Analysis of Aldous Huxley’s The Gioconda Smile

Originally published in the April 1921 issue of The English Review and later included by Aldous Huxley in Mortal Coils (1922), “The Gioconda Smile” is inspired by the story of Harold Greenwood, a man who had been acquitted of poisoning his wife. The story’s title alludes to the enigmatic grin of Leonardo da Vinci’s “Mona Lisa del Gioconda.” Thanks to Huxley’s adaptation of the story for the screen in 1947 (renamed A Woman’s Vengeance by Universal Studios) and subsequent dramatization for the stage in 1950, “The Gioconda Smile” has become one of the author’s most famous works.

Henry Hutton, the philandering middle-aged banker at the center of Huxley’s story, having grown weary of caring for his invalid wife, prides himself on his ability attract women. The narrative opens as Hutton pays a surprise visit to his wife’s closest friend, Janet Spence. Unabashedly flirting with the 36-year-old spinster despite experiencing a profound sense of boredom in her presence, Hutton invites Janet to have lunch with him and his wife Emily the next afternoon. After kissing Janet’s hand, Henry departs, leaving Janet thoroughly charmed by his behavior. Despite Janet’s desire to accompany Henry to his automobile, Hutton insists that he go alone, concealing the fact that his young mistress, Doris, is waiting for him.

At the next afternoon’s luncheon, the normally sickly Emily Hutton feels surprisingly robust and allows herself to eat stewed currants, the digestion of which doctors had deemed too taxing for her fragile constitution. Despite Henry’s half-hearted protests, Janet insists the man allow Emily to indulge her appetite. As the Huttons’ maid brings the party their afterdinner coffee, Emily remembers that she must take her medication, and Henry volunteers to retrieve it while the women prepare their coffee.

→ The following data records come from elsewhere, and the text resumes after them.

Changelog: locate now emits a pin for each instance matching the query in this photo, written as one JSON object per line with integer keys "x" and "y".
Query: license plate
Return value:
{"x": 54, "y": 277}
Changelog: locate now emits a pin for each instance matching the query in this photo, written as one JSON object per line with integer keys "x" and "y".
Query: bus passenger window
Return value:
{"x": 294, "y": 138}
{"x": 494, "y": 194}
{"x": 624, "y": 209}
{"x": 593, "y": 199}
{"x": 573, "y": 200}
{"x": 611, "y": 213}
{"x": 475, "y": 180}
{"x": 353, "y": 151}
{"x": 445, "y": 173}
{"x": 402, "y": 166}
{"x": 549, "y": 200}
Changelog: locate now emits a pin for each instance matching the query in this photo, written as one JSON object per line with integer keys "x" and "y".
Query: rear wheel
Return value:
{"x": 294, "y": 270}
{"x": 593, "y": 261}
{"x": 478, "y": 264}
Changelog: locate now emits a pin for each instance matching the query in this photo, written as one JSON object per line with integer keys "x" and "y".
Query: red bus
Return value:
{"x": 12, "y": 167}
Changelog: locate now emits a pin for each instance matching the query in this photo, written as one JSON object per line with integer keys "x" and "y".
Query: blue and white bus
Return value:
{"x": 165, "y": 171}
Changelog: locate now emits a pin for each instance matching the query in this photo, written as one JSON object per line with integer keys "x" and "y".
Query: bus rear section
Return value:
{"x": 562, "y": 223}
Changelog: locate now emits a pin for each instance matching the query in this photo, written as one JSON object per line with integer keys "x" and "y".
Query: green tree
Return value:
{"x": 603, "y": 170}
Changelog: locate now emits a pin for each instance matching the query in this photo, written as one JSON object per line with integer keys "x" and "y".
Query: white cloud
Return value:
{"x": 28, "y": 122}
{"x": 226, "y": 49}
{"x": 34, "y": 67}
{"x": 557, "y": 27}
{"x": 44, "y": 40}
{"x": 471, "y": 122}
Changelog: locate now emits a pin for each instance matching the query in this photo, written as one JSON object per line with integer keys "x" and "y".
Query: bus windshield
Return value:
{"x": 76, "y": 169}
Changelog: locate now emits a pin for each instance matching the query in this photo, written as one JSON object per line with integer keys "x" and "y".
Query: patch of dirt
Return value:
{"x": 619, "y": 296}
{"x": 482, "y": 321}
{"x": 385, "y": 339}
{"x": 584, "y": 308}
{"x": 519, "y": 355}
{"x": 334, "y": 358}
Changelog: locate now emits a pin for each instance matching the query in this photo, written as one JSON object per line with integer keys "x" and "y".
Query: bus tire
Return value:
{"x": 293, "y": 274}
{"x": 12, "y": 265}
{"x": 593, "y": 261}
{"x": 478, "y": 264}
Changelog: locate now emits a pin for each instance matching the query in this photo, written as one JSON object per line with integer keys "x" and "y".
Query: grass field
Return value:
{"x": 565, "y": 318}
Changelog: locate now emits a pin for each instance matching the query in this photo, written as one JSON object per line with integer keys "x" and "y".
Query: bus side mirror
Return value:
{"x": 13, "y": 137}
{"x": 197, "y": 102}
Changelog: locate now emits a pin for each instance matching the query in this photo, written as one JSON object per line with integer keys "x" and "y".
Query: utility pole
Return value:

Not long after Emily takes her medicine and drinks her coffee she begins to feel ill and returns to the house to rest. While in the garden, Janet informs Henry that Emily “is dreadfully ill . . . anything might happen” (101). Despite Janet’s ominous comment and under the pretense of having made an appointment with a colleague, Henry leaves to spend the evening with Doris, dismissing Emily’s sudden illness as the inevitable result of her unwise decision to eat the stewed currants. Upon Henry’s return later in the evening, the family doctor informs him that Emily is dead; her heart, because of chronic vascular disease, could not handle the strain caused by the stewed currants.

After a brief period of mourning, during which Henry appears to have reformed his libertine lifestyle, he marries Doris long before the traditional period of grieving has passed. Spurned by the object of her desire, Janet Spence accuses Henry of having poisoned his wife. After a preliminary investigation reveals traces of arsenic in the Huttons’ garden, police exhume Emily’s body and arrest Henry for murder. Responding to a doctor’s inquiry shortly after Hutton’s execution, Janet admits that it was she who had put arsenic in Emily’s coffee, presumably with the intent of marrying the newly widowed Henry herself.

The short story demonstrates what Nicholas Murray has called the “morbid interest in human decay and debility . . . evident in much of Huxley’s early work” (142). Additionally, Huxley’s use of satire in “The Gioconda Smile” criticizes the hedonistic zeitgeist of the Jazz Age, in particular such prevalent social ills as infidelity and egocentrism. Furthermore, by writing with “the coldness of the vivisectionist” (Murray, 142), Huxley presages the hard-boiled attitude and meticulous attention to detail found in the crime fiction of James Cain, Raymond Chandler, Dashiell Hammett, and Horace McCoy that was popular in the 1930s and 1940s.

Clark, Virginia M. Aldous Huxley and Film. London: Scarecrow Press, 1987.
Dunaway, David King. Huxley in Hollywood. New York: Harper & Row, 1989.
Huxley, Aldous. Collected Short Stories. London: Chatto & Windus, 1957.
Murray, Nicholas. Aldous Huxley: A Biography. London: Little, Brown, 2002.